“Il profilo delineato per l’indebitamento netto, anche alla luce degli oneri necessari al rifinanziamento delle politiche invariate (missioni di pace, pubblico impiego, investimenti), richiederà l’individuazione di coperture di notevole entità”: lo scrive il ministro dell’Economia Giovanni Tria nel Documento di Economia e Finanza, secondo il racconto di Carlo Di Foggia sul Fatto. Poche righe sotto si capisce cosa intende: “La copertura delle maggiori spese in conto capitale e il miglioramento del saldo strutturale nel 2022 verranno conseguiti tramite riduzioni di spesa corrente che, grazie a un programma di revisione organica della spesa pubblica, salirebbero da 2 miliardi nel 2020 (ammontare invariato rispetto al 2019) a 5 miliardi nel 2021 e 8 miliardi nel 2022”.

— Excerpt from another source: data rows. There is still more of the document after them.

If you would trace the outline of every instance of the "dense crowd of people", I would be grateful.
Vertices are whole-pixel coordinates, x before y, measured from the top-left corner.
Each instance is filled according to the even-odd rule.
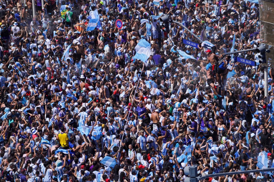
[[[1,1],[1,182],[272,180],[248,170],[273,166],[274,72],[223,56],[259,46],[259,5],[209,1]]]

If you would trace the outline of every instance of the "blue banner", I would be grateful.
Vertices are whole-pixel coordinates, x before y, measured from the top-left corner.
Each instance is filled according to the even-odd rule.
[[[236,56],[236,60],[237,60],[237,61],[238,62],[243,63],[246,65],[249,65],[252,66],[255,66],[255,61],[249,60],[249,59],[247,59],[243,58],[238,57],[238,56]]]
[[[146,23],[146,34],[150,36],[151,36],[152,25],[149,23]]]
[[[184,39],[183,39],[183,43],[185,44],[190,46],[191,47],[193,47],[196,48],[198,48],[198,46],[199,45],[199,44],[198,43],[194,42],[192,42],[192,41]]]

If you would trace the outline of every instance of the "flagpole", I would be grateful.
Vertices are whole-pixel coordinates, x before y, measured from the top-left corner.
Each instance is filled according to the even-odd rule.
[[[150,45],[149,45],[149,49],[150,49],[150,47],[151,47]],[[147,55],[146,55],[146,60],[147,59],[148,59],[148,55],[147,54]],[[140,74],[140,77],[141,77],[141,75],[142,74],[142,73],[143,72],[143,71],[144,70],[144,67],[145,67],[145,63],[144,63],[144,65],[143,65],[143,68],[142,68],[142,71],[141,71],[141,73]],[[133,101],[134,101],[134,98],[135,97],[135,95],[136,95],[136,92],[137,92],[137,89],[138,88],[138,85],[139,85],[139,83],[140,82],[140,78],[138,78],[138,83],[137,84],[137,86],[136,86],[136,89],[135,89],[135,92],[134,93],[134,96],[133,96],[133,97],[132,98],[132,99],[132,99],[132,101],[131,102],[131,105],[130,106],[130,108],[129,109],[129,111],[129,111],[129,112],[128,112],[128,117],[127,117],[127,118],[126,119],[126,124],[125,124],[125,126],[126,126],[126,125],[127,125],[127,124],[128,123],[128,118],[129,117],[129,112],[130,111],[130,109],[131,109],[131,108],[132,108],[132,104],[133,104]],[[139,120],[137,120],[137,121],[138,122],[138,123],[139,123]],[[136,123],[136,124],[137,124],[137,123]],[[123,134],[123,136],[122,136],[122,138],[121,139],[121,143],[120,143],[120,146],[119,146],[119,151],[118,151],[119,152],[118,152],[118,155],[117,155],[117,156],[118,156],[119,154],[119,153],[120,153],[120,148],[121,148],[121,145],[122,145],[122,141],[123,141],[123,139],[124,138],[124,135],[124,135],[124,133],[125,133],[125,129],[124,128],[124,133]],[[118,160],[119,160],[119,162],[120,163],[120,158],[118,158]]]

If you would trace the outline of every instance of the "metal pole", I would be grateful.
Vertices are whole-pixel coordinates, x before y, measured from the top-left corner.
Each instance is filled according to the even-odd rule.
[[[193,32],[191,32],[189,29],[187,28],[182,23],[180,23],[176,21],[174,21],[174,20],[172,20],[172,22],[173,23],[177,23],[179,24],[181,26],[183,27],[183,28],[187,30],[188,32],[190,33],[191,34],[191,35],[194,36],[194,37],[196,38],[196,39],[199,40],[199,41],[201,42],[203,42],[203,41],[202,40],[202,39],[200,39],[200,38],[198,37],[198,36],[195,35],[194,33]]]
[[[32,15],[33,18],[35,17],[35,14],[36,13],[35,7],[35,0],[32,0]]]
[[[268,59],[265,59],[265,64],[268,65]],[[265,101],[268,102],[268,68],[265,67]]]
[[[241,51],[235,51],[235,52],[227,52],[226,53],[225,53],[223,55],[223,56],[220,59],[220,61],[221,61],[222,59],[223,59],[223,58],[225,56],[229,55],[230,54],[235,54],[235,53],[240,53],[241,52],[247,52],[247,51],[255,51],[256,49],[256,48],[253,48],[253,49],[246,49],[244,50],[241,50]]]
[[[44,9],[44,5],[45,4],[45,2],[44,1],[44,0],[41,0],[42,2],[42,9]]]
[[[208,175],[206,175],[204,176],[200,176],[196,177],[198,180],[202,180],[207,178],[212,177],[217,177],[221,176],[226,176],[226,175],[231,175],[234,174],[243,174],[244,173],[255,173],[258,172],[267,172],[268,171],[274,171],[274,168],[265,168],[258,169],[254,169],[253,170],[248,170],[247,171],[240,171],[235,172],[232,172],[229,173],[217,173],[216,174],[212,174]]]

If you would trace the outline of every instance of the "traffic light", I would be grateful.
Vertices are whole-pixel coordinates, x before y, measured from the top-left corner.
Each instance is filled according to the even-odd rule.
[[[266,61],[265,59],[265,52],[269,53],[270,50],[269,49],[266,49],[265,45],[265,44],[261,45],[259,47],[256,48],[256,52],[260,53],[258,57],[260,59],[259,63],[261,64],[265,63]]]
[[[162,16],[160,18],[160,21],[163,22],[163,23],[168,23],[169,21],[169,16],[168,15]]]
[[[188,176],[185,179],[184,182],[198,182],[197,166],[186,166],[184,169],[185,174]]]

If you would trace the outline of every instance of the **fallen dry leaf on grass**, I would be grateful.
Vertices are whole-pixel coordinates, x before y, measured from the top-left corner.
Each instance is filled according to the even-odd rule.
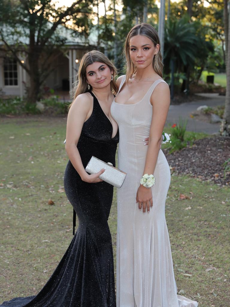
[[[48,205],[54,205],[54,202],[52,199],[49,199],[48,201]]]
[[[180,199],[190,199],[190,197],[186,195],[185,195],[184,194],[180,194]]]

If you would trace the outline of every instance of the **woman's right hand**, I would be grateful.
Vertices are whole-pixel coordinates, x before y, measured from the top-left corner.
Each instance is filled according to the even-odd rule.
[[[84,176],[82,179],[83,181],[88,182],[88,183],[96,183],[97,182],[100,182],[103,181],[100,179],[99,176],[102,174],[103,174],[105,170],[105,169],[102,169],[98,173],[95,174],[91,174],[91,175],[89,175],[86,172],[85,177]]]

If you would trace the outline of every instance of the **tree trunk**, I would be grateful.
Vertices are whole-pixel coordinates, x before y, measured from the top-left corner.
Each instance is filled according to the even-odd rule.
[[[224,22],[225,36],[225,52],[224,56],[225,65],[227,69],[228,61],[228,0],[224,1]]]
[[[103,0],[103,2],[104,4],[104,7],[105,7],[105,14],[104,15],[104,18],[105,18],[105,26],[107,27],[107,17],[106,14],[106,6],[105,5],[105,0]],[[105,45],[105,47],[104,48],[104,53],[105,53],[105,55],[106,56],[108,56],[108,51],[107,49],[107,46],[106,44]]]
[[[223,120],[220,127],[220,133],[222,135],[230,136],[230,60],[229,60],[229,50],[230,50],[230,22],[228,18],[228,58],[226,69],[227,83],[226,86],[226,95],[225,99],[225,108]]]
[[[171,59],[171,99],[173,100],[174,98],[174,66],[175,66],[175,60],[174,56]]]
[[[39,73],[38,61],[39,55],[35,51],[30,52],[28,58],[29,66],[29,86],[27,89],[27,100],[29,103],[36,103],[40,91],[40,76]]]
[[[190,18],[192,17],[193,15],[192,11],[192,8],[193,6],[193,0],[188,0],[188,3],[187,5],[187,8],[188,8],[188,14]]]
[[[164,55],[164,25],[165,22],[165,0],[160,0],[160,7],[159,12],[158,35],[161,44],[160,52],[162,56],[163,61]]]

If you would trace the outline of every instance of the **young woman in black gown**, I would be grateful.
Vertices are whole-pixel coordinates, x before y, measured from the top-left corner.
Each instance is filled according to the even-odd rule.
[[[67,120],[66,149],[70,161],[64,176],[66,193],[79,226],[39,293],[4,302],[1,306],[115,307],[107,223],[113,187],[99,178],[103,170],[89,175],[85,168],[92,156],[115,165],[118,132],[110,107],[114,98],[111,90],[114,94],[117,91],[116,74],[114,66],[100,52],[88,52],[82,59]]]

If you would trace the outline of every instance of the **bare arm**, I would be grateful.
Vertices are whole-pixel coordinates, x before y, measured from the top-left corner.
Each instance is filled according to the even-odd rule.
[[[152,105],[152,117],[150,126],[148,146],[143,173],[153,174],[162,141],[162,133],[165,123],[170,103],[170,92],[167,84],[161,83],[156,87],[152,95],[151,101]],[[151,188],[140,185],[137,190],[136,199],[138,207],[145,213],[146,207],[149,212],[153,206]]]
[[[84,123],[92,112],[90,98],[87,94],[79,95],[70,109],[67,118],[65,149],[71,163],[82,179],[86,182],[93,183],[102,181],[98,177],[104,171],[99,172],[99,175],[98,173],[89,175],[85,170],[77,147]]]
[[[163,83],[159,84],[151,100],[152,117],[143,175],[153,174],[156,166],[159,148],[162,141],[162,131],[170,103],[170,92],[167,84]]]

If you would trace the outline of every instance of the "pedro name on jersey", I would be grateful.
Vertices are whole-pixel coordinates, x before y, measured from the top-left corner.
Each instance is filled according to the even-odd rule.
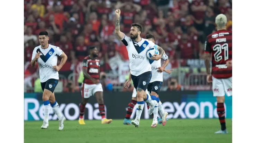
[[[98,58],[92,59],[89,56],[87,56],[83,60],[82,65],[83,68],[87,69],[87,73],[91,77],[95,79],[99,80],[100,60]],[[88,85],[94,84],[92,80],[85,78],[85,77],[83,82]]]
[[[54,70],[53,66],[57,65],[57,56],[62,54],[62,50],[59,47],[50,44],[45,49],[39,46],[34,49],[31,60],[38,52],[42,53],[37,61],[39,67],[40,82],[43,82],[51,78],[58,79],[58,73]]]
[[[126,35],[121,41],[126,46],[128,52],[131,74],[138,76],[147,72],[151,71],[151,66],[146,53],[149,48],[155,46],[155,43],[143,38],[137,42]],[[157,45],[155,46],[157,47]]]

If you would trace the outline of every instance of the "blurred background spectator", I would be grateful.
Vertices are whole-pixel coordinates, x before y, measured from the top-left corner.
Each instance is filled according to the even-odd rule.
[[[129,58],[126,47],[114,33],[117,9],[121,10],[121,31],[129,36],[131,23],[141,24],[141,36],[153,34],[156,44],[169,56],[167,67],[176,69],[171,77],[178,84],[174,88],[174,82],[169,83],[171,75],[166,75],[163,90],[182,88],[179,85],[185,86],[184,90],[209,86],[204,81],[195,84],[190,78],[204,81],[204,41],[216,30],[216,15],[225,14],[227,28],[232,31],[231,0],[24,0],[25,78],[30,77],[31,83],[36,79],[31,76],[37,69],[29,63],[38,44],[37,34],[46,30],[49,43],[60,47],[68,57],[59,72],[63,89],[79,89],[81,62],[88,55],[88,46],[94,45],[99,50],[101,71],[107,77],[102,80],[107,84],[104,88],[110,90],[107,85],[111,83],[111,90],[122,90],[129,73]],[[33,90],[34,85],[29,86],[27,91]]]

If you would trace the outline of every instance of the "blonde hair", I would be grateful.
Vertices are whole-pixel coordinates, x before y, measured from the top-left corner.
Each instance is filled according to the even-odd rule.
[[[218,15],[215,19],[215,23],[218,28],[224,28],[226,26],[227,22],[227,17],[223,14]]]

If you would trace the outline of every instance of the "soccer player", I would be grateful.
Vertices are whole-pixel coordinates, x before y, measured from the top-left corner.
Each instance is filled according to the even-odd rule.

Il Fatto spiega che in quattro anni si tratta di 17 miliardi di tagli, ben superiori ai 13,5 inseriti nelle bozze circolate nei giorni scorsi. Tutto a copertura dell’aumento degli investimenti pubblici previsto dalla scorsa manovra. È il compromesso con Bruxelles su cui poggia il documento che fa da base alla manovra di autunno.
Il Tesoro conferma il congelamento nel 2019 dei 2 miliardi i tagli ai ministeri concordato con l’Ue – che comprendono voci assai delicate, come i fondi per imprese, Università e Trasporti –e lo estende al prossimo anno.